The limited resolution of current neuroimaging techniques poses a substantial problem for the investigation of the encoding of contents in the human brain, and thus for studies on NCCCs in the human brain. The most important format in which information is coded in the brain is the cortical column (Fujita et al. 1992). Cortical columns consist of small groupings of cells with similar tuning properties, clustered together at a scale of around half a millimetre. Even functional magnetic resonance imaging (fMRI) does not routinely have a sufficient resolution to selectively study the activation of individual cortical columns (but see e.g., Yacoub et al. 2008 for recent progress). For this reason, most research into perceptual contents has relied on experimental “tricks” that allow the tracking of contents indirectly.

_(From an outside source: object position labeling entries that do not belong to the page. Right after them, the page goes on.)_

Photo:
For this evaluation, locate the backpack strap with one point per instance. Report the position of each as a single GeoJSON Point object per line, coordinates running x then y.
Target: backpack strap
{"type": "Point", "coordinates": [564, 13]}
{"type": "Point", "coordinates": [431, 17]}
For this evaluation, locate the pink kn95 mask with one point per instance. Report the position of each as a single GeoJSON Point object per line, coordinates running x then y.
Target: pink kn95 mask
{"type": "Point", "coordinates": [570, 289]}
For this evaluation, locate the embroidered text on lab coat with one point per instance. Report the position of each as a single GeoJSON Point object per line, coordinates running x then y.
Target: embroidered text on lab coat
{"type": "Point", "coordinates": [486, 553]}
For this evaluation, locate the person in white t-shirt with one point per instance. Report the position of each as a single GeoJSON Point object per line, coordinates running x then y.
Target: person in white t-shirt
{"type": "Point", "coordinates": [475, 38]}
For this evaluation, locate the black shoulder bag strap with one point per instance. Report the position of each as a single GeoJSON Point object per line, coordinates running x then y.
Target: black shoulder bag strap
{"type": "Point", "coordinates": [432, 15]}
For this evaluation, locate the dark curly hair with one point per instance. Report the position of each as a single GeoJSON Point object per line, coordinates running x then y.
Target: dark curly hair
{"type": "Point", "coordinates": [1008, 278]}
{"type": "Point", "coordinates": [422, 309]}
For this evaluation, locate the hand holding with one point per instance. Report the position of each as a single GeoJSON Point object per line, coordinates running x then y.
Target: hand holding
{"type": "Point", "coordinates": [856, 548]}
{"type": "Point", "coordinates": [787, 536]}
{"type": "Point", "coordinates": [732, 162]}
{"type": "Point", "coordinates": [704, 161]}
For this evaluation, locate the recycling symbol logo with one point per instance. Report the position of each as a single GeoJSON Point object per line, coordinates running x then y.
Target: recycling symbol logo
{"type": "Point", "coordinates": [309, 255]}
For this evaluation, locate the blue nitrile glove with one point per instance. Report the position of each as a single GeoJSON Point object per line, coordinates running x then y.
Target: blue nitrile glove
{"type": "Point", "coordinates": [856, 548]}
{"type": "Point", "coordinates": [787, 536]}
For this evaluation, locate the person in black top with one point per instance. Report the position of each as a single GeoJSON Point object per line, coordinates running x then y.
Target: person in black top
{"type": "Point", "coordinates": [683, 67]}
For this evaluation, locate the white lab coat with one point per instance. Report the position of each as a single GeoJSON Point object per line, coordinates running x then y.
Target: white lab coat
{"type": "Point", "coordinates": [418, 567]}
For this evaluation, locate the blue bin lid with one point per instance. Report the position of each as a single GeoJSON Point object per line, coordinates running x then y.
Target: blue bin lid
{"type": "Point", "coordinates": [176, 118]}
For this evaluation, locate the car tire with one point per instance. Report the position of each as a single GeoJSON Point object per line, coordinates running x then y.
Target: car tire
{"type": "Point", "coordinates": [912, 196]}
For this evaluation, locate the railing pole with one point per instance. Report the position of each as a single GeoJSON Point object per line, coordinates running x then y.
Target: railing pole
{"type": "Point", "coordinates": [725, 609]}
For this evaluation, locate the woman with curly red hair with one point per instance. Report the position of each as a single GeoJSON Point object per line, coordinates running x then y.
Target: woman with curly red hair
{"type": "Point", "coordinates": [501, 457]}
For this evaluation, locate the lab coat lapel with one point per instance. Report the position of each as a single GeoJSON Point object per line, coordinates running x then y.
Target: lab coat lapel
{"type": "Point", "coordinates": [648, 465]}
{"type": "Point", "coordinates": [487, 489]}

In frequency tagging, a visual stimulus is tagged with a specific and unique flicker frequency. This then allows for tracing of the processing of this stimulus by searching for brain signals that exhibit the same flicker frequency. This approach has been used to study binocular rivalry, but in quite a different way to that undertaken by Leopold & Logothetis (1996). Tononi et al. (1998) tagged the inputs of the two eyes with different frequencies. They found that the currently dominant percept was accompanied by wide-spread increases in Magnetoencephalography (MEG)-signals at the tagged frequency across multiple brain regions, mostly in the early visual and temporal cortex. This is a very powerful approach and it reveals how wide-spread the effects are when a stimulus reaches visual awareness. However, it is not always clear whether these findings indicate that the corresponding perceptual features of the stimuli, in this case the orientation of line elements, really are distributed throughout the brain. The key problem is that the feature that is traced (the frequency) is not the main feature that is perceptually relevant (orientation). One could imagine, say, that activity in higher-level brain regions that exhibits the frequency of the dominant stimulus might not be involved in coding the sensory content, but instead in detecting the presence of a change in the visual image, irrespective of what the corresponding feature is. The frequency-tagging approach does not allow for distinguishing between these alternatives.
Another approach to tracking content-selective processing is to use stimuli that are known to activate specific content-selective brain regions (Tong et al. 1998; Rees et al. 2000). For example, in a study on binocular rivalry, Tong et al. (1998) used faces and houses as rivalry stimuli. These stimuli are known to activate different brain regions, the fusiform face area (FFA) and the parahippocampal place area (PPA). They found that activity in a content-selective region increased when the corresponding stimulus became perceptually dominant. This goes further than the frequency-tagging approach in that it allows for drawing the plausible conclusion that awareness leads to increased activity in content-selective regions. However, this approach again suffers from several problems. First, it only allows us to address the hypothesis related to very specific stimuli (typically faces and houses) and to very specific brain regions. Because the approach relies on the existence of macroscopic content-selective regions, it would not be possible to test whether, say, the prefrontal cortex, receives sensory information when a stimulus reaches awareness. A further problem is that the high selectivity of FFA and PPA has long been questioned (Haxby et al. 2001).